Nevertheless, we can attribute the pressures on commodities such as oil to the tensions in Egypt as investors remain nervous about the possibility of an interruption to shipments through the Suez Canal, which is a major thoroughfare between the Mediterranean and Red Sea's. In contrast the safe-haven buying we saw on Friday, a pickup in sentiment came at the expense of the greenback which underperformed against major counterparts.
Sterling was also a standout performer as Bank of England committee member Martin Weale one again expressed a need to combat stubbornly high inflation with a modest rise in benchmark interest rates. The pound rallied through US$1.60 from early lows just above US$1.58.
Across the channel, rates speculation has also continued to put some steam behind the Euro. Preliminary estimates showed Consumer prices rose at an annual pace of 2.4 percent in January - slightly higher than the 2.3 percent expected and beyond the ECB threshold of 2.0 percent. Since Monday's open, the Euro has crossed two big figures against the greenback rising to overnight highs of US$1.3740 but has since settled back around current levels of US$1.3690
The Aussie dollar once again made a convincing break of 99 US cents to highs of 99.9 US cents and remains on a solid footing to continue an upward trajectory in domestic trade. The day ahead with see our very own interest rate speculation guide price activity as the RBA reconvene for the first time in 2011.
Although it is clear there is little evidence to suggest we will see interest rates increase in the first half of the year, investors will be eagerly awaiting the RBA's take on the flood disaster in Queensland and the economic impact thereof. Whilst it is true the immense cost the Australian economy will no doubt take a considerable chunk out of the near term growth - as the state of Queensland embarks on a cleanup of epic proportion, supply constraints and the stimulus induced rebuilding process will no doubt put considerable pressure on goods and services which will be the RBA's primary consideration.
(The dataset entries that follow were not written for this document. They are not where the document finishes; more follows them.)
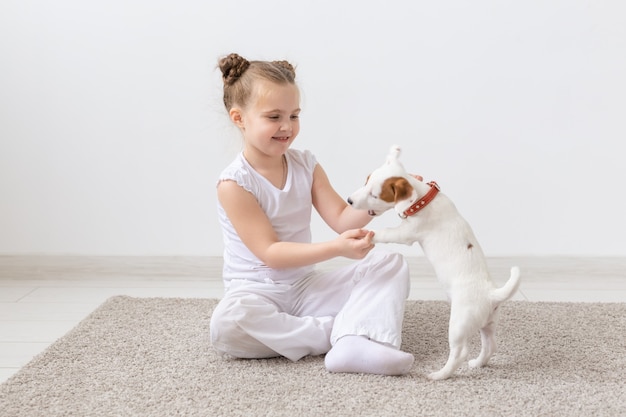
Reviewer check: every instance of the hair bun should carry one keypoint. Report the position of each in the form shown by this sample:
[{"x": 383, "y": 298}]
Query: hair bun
[{"x": 233, "y": 66}]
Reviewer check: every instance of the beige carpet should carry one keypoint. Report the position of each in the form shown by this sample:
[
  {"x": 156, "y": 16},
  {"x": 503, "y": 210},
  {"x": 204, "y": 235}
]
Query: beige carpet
[{"x": 151, "y": 357}]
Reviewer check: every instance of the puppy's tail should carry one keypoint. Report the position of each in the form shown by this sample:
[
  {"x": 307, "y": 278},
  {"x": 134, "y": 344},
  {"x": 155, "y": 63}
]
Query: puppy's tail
[{"x": 505, "y": 292}]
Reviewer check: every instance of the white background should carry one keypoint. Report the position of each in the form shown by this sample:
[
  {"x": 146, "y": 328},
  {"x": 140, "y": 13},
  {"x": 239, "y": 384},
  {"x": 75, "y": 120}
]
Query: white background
[{"x": 112, "y": 131}]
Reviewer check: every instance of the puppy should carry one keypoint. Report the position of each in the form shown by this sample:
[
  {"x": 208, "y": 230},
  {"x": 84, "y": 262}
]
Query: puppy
[{"x": 430, "y": 218}]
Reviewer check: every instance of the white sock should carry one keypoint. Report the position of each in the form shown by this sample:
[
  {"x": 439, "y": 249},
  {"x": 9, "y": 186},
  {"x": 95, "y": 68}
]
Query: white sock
[{"x": 358, "y": 354}]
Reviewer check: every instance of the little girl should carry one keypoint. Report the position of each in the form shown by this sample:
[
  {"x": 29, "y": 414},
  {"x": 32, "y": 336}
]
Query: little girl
[{"x": 276, "y": 303}]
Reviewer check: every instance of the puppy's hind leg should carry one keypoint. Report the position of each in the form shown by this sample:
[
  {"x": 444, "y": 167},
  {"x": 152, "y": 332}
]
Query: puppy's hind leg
[{"x": 488, "y": 342}]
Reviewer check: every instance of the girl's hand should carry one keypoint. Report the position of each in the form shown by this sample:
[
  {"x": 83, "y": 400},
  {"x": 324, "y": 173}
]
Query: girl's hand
[{"x": 355, "y": 243}]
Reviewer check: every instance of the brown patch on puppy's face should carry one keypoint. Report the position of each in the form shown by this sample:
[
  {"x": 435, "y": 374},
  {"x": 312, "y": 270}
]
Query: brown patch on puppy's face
[{"x": 395, "y": 189}]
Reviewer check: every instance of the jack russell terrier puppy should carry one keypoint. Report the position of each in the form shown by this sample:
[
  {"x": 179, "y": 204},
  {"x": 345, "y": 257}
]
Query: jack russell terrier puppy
[{"x": 430, "y": 218}]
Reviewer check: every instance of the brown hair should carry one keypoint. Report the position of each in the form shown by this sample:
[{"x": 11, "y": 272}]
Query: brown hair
[{"x": 239, "y": 75}]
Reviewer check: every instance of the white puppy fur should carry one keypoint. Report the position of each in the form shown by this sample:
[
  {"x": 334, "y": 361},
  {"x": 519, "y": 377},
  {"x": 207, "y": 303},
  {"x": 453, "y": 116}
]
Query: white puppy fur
[{"x": 449, "y": 244}]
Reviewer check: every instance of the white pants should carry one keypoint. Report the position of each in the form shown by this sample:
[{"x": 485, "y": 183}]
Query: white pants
[{"x": 307, "y": 316}]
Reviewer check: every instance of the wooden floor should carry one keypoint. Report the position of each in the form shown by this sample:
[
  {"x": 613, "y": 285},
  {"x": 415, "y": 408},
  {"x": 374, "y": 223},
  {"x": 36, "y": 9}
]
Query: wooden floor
[{"x": 43, "y": 297}]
Another part to the equation which could act in favour of a longer term reprieve from the RBA is Prime Minister Gillard's tax levy which could be perceived as a potential neutraliser to longer term inflationary pressures. If we should see the RBA signal a neutral stance for an extended period, this will no doubt manifest in Aussie dollar price action. At the time of writing the local unit is buying 99.7 US cents.